[PATCH] R600: Use a refined heuristic to choose when switching clause
Vincent Lejeune
vljn at ovi.com
Thu Jun 6 15:15:20 PDT 2013
---
lib/Target/R600/R600MachineScheduler.cpp | 129 +++++++++++++++++++++++++++++--
lib/Target/R600/R600MachineScheduler.h | 5 +-
2 files changed, 125 insertions(+), 9 deletions(-)
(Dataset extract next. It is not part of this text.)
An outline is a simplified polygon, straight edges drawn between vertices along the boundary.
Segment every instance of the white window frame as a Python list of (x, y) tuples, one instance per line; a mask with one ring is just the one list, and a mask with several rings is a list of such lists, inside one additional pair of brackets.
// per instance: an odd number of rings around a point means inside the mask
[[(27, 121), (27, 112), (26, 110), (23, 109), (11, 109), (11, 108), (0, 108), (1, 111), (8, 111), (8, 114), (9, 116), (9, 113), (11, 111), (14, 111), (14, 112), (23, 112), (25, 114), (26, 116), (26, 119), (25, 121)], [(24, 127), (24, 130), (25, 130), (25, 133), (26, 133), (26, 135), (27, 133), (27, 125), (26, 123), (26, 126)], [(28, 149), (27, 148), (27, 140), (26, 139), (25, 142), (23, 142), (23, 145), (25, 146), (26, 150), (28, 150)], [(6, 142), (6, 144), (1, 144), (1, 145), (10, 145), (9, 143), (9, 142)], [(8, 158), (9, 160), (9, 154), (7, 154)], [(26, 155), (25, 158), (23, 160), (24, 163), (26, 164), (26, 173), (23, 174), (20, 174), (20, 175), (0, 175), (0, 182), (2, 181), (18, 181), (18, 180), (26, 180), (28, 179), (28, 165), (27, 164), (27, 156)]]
diff --git a/lib/Target/R600/R600MachineScheduler.cpp b/lib/Target/R600/R600MachineScheduler.cpp
index e4a78bf..af57022 100644
--- a/lib/Target/R600/R600MachineScheduler.cpp
+++ b/lib/Target/R600/R600MachineScheduler.cpp
@@ -38,6 +38,8 @@ void R600SchedStrategy::initialize(ScheduleDAGMI *dag) {
const AMDGPUSubtarget &ST = DAG->TM.getSubtarget<AMDGPUSubtarget>();
InstKindLimit[IDFetch] = ST.getTexVTXClauseSize();
+ AluInstCount = 0;
+ FetchInstCount = 0;
}
void R600SchedStrategy::MoveUnits(std::vector<SUnit *> &QSrc,
@@ -47,6 +49,90 @@ void R600SchedStrategy::MoveUnits(std::vector<SUnit *> &QSrc,
QSrc.clear();
}
+static
+unsigned getWFCountLimitedByGPR(unsigned GPRCount) {
+ switch (GPRCount) {
+ case 0:
+ case 1:
+ return 248;
+ case 2:
+ return 124;
+ case 3:
+ return 82;
+ case 4:
+ return 62;
+ case 5:
+ return 49;
+ case 6:
+ return 41;
+ case 7:
+ return 35;
+ case 8:
+ return 31;
+ case 9:
+ return 27;
+ case 10:
+ return 24;
+ case 11:
+ return 22;
+ case 12:
+ return 20;
+ case 13:
+ return 19;
+ case 14:
+ return 17;
+ case 15:
+ return 16;
+ case 16:
+ return 15;
+ case 17:
+ return 14;
+ case 18:
+ case 19:
+ return 13;
+ case 20:
+ return 12;
+ case 21:
+ case 22:
+ return 11;
+ case 23:
+ case 24:
+ return 10;
+ case 25:
+ case 26:
+ case 27:
+ return 9;
+ case 28:
+ case 29:
+ case 30:
+ case 31:
+ return 8;
+ case 32:
+ case 33:
+ case 34:
+ case 35:
+ return 7;
+ case 36:
+ case 37:
+ case 38:
+ case 39:
+ case 40:
+ case 41:
+ return 6;
+ case 42:
+ case 43:
+ case 44:
+ case 45:
+ case 46:
+ case 47:
+ case 48:
+ case 49:
+ return 5;
+ default:
+ return 2;
+ }
+}
+
SUnit* R600SchedStrategy::pickNode(bool &IsTopNode) {
SUnit *SU = 0;
NextInstKind = IDOther;
@@ -59,6 +145,32 @@ SUnit* R600SchedStrategy::pickNode(bool &IsTopNode) {
bool AllowSwitchFromAlu = (CurEmitted >= InstKindLimit[CurInstKind]) &&
(!Available[IDFetch].empty() || !Available[IDOther].empty());
+ if (CurInstKind == IDAlu && !Available[IDFetch].empty()) {
+ // We use the heuristic provided by AMD Accelerated Parallel Processing
+ // OpenCL Programming Guide :
+ // The approx. number of WF that allows TEX inst to hide ALU inst is :
+ // 500 (cycles for TEX) / (AluFetchRatio * 4 (cycles for ALU))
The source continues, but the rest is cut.